The head of Austria's rail operator, Christian Kern, is set to become the country's next chancellor after the other main contender for the post of Social Democratic Party (SPO) leader pulled out of the race and said the whole party backed him.

Werner Faymann stepped down as chancellor this week, bowing to a revolt inside the SPO after it suffered a heavy defeat in the first round of a presidential election last month, in which the anti-immigration Freedom Party's (FPO) candidate came first.

Kern, who oversaw the mass transit of asylum-seekers to Germany from Hungary's border at the height of the migration crisis last autumn, was up against Gerhard Zeiler, a former head of national broadcaster ORF and now the president of Turner Broadcasting's international arm.

But Zeiler said on Thursday he would not run for the post of party leader and head of the coalition government, later adding that he and Kern had long agreed not to oppose each other.
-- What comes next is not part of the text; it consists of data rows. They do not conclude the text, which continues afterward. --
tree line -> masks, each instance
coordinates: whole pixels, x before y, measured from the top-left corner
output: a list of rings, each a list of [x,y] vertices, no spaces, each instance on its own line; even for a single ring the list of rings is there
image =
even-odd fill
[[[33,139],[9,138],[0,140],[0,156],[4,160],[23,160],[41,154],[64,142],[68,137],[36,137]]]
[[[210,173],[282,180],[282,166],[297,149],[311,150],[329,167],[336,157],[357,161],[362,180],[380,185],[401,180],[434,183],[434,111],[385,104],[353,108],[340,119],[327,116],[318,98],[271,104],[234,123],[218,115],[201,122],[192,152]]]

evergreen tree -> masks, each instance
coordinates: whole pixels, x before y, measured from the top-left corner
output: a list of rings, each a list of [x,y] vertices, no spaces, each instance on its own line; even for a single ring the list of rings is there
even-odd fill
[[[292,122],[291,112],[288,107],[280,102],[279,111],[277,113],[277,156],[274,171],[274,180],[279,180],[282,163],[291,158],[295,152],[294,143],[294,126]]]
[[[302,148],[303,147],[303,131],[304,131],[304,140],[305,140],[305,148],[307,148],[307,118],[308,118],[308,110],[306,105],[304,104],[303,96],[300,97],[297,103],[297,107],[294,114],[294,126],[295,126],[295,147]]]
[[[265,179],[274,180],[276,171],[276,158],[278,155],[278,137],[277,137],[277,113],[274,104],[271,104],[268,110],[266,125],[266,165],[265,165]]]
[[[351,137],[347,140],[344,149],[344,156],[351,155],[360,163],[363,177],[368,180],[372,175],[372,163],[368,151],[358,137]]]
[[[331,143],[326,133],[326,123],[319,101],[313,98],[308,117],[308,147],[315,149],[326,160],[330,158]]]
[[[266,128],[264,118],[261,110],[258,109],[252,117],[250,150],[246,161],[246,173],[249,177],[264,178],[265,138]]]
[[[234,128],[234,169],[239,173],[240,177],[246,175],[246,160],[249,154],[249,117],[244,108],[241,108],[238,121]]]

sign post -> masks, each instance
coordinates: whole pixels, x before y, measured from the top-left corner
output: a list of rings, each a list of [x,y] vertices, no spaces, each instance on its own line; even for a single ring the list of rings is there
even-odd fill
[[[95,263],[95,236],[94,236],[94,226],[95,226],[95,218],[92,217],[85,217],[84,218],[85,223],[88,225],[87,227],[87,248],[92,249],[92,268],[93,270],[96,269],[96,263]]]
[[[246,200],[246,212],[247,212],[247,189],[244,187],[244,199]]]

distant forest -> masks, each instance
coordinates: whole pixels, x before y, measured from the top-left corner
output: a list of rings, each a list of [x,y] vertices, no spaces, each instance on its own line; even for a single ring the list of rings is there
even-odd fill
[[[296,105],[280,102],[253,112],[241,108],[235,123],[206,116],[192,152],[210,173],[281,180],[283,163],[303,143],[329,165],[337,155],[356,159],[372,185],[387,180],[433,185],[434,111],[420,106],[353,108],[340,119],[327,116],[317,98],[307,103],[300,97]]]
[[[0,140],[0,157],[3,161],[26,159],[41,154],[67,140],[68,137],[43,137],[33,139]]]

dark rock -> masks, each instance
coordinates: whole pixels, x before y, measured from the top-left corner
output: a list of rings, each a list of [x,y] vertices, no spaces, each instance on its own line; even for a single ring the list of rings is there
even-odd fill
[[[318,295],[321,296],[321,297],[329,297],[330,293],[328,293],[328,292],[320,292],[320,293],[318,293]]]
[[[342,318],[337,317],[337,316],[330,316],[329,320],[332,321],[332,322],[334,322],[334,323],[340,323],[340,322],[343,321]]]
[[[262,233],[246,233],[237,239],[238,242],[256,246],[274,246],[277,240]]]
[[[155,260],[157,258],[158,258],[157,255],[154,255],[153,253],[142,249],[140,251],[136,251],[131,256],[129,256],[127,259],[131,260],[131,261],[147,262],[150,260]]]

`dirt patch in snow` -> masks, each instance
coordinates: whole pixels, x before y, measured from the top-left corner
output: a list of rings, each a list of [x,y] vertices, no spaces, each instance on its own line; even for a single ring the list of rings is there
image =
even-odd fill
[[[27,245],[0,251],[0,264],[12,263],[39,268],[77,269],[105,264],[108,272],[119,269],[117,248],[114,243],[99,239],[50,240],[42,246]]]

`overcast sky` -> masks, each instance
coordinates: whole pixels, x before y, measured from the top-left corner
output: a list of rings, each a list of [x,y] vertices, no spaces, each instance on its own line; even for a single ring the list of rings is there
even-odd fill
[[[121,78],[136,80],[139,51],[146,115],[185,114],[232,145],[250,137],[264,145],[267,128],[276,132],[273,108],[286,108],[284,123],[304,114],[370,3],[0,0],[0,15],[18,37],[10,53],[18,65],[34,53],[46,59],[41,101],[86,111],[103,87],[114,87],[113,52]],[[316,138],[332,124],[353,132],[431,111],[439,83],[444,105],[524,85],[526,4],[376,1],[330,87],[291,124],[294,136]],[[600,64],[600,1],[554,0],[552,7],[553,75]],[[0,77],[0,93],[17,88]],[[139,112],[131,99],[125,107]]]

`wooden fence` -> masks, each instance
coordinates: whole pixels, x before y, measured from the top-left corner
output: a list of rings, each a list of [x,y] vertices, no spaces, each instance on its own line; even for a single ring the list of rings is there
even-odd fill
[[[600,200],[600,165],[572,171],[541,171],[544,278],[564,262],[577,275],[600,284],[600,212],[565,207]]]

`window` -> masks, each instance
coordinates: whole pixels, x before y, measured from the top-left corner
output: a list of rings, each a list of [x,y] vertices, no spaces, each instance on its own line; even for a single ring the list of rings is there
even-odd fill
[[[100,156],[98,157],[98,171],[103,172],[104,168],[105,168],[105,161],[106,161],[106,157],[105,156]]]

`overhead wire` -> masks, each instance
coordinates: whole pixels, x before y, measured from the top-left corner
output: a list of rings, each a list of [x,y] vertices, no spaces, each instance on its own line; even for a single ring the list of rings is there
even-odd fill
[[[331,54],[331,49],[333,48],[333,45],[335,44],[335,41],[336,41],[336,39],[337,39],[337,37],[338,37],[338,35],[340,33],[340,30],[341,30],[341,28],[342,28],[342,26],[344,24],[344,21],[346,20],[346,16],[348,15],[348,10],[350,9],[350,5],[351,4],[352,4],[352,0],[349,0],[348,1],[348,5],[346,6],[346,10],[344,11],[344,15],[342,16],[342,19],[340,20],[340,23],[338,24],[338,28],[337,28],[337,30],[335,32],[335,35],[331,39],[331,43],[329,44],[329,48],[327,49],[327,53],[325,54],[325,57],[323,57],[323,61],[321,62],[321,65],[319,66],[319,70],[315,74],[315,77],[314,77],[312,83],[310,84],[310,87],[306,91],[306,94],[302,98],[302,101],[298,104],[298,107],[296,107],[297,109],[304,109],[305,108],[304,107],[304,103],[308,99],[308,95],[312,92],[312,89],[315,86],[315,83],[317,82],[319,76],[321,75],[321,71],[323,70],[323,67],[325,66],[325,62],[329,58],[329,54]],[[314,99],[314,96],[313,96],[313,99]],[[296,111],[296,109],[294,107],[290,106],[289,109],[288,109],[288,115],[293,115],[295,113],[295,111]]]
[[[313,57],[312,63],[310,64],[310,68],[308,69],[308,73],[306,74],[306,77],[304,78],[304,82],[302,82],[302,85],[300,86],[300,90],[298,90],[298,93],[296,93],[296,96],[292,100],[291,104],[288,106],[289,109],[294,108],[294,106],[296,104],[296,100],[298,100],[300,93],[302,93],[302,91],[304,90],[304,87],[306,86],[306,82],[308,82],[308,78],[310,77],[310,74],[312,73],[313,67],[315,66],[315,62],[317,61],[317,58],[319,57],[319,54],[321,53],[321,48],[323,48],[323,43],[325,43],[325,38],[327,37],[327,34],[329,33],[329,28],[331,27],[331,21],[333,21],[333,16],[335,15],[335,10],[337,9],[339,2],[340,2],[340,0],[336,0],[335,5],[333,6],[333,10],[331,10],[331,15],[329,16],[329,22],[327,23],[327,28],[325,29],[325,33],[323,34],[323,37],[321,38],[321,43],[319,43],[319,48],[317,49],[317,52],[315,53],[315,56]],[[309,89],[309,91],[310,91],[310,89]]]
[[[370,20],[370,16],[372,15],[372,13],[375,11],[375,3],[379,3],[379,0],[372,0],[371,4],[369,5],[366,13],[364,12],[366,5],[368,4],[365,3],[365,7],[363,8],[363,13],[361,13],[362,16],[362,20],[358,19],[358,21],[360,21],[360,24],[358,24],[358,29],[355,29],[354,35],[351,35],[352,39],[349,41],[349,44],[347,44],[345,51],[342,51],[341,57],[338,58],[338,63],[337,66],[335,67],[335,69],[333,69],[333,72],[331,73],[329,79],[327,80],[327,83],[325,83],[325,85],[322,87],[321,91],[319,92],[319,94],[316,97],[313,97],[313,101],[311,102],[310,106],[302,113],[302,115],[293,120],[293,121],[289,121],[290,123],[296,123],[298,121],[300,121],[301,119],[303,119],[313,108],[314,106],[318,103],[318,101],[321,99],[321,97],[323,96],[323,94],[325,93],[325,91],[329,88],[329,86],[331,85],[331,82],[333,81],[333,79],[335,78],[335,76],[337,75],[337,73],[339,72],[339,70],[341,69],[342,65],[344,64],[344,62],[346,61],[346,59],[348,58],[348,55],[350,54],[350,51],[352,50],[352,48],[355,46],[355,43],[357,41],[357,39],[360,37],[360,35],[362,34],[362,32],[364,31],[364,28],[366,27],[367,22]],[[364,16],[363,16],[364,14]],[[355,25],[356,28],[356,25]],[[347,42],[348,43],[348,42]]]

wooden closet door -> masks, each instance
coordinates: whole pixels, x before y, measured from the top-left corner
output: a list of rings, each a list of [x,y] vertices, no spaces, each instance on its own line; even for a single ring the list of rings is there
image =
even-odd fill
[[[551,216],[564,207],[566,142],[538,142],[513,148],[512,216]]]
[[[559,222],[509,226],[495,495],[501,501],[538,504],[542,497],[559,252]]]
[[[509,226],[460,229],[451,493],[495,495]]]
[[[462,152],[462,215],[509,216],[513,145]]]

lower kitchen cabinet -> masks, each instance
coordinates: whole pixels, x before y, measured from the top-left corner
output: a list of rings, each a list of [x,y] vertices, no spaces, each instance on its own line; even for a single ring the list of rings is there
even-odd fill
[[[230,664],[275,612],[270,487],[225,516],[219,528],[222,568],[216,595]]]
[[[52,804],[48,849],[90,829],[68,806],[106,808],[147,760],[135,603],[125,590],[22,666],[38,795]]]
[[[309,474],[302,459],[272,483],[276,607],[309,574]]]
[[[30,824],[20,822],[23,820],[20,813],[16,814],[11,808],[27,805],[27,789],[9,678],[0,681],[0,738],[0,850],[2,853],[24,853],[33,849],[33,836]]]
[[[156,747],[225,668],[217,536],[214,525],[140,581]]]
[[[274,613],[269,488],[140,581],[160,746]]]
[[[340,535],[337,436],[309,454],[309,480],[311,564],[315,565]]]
"He will be a very good chancellor, a very good party leader, and he has the support of the whole party," Zeiler said of Kern in an interview with ORF after announcing his decision.

The SPO's leadership is due to formally choose its proposed successor to Faymann on Tuesday, but with its powerful governors of Austrian provinces due to meet on Friday morning, party heavyweights could make an informal announcement sooner.

Once the party makes its choice, Austrian President Heinz Fischer must approve the candidate for them to take office, and Fischer appeared to have already made up his mind.

"The man who is in the foreground is certainly the right one and has fulfilled his current duties well," Fischer, a former Social Democrat, told ORF during a visit to Berlin.

SPO branches in eight of Austria's nine provinces have already expressed support for Kern.

Kern, 50, took over the Alpine republic's state-run railway operator OBB in 2010. He previously served as spokesman for the SPO's parliamentary group and as a manager at Austrian hydropower utility Verbund.

Few details have emerged on his political leanings or likely policies, but speculation has begun about a reshuffle of SPO ministers, with several media outlets reporting those closest to Faymann would be purged.

The Finance, Foreign and Interior Ministries, however, are all headed by members of the SPO's junior coalition partner, the People's Party (OVP).

The OVP has made the continuation of their alliance conditional on Faymann's successor backing a tough, recently enacted asylum law, agreeing to cap a key benefit payment and negotiating an economic package with an element of deregulation.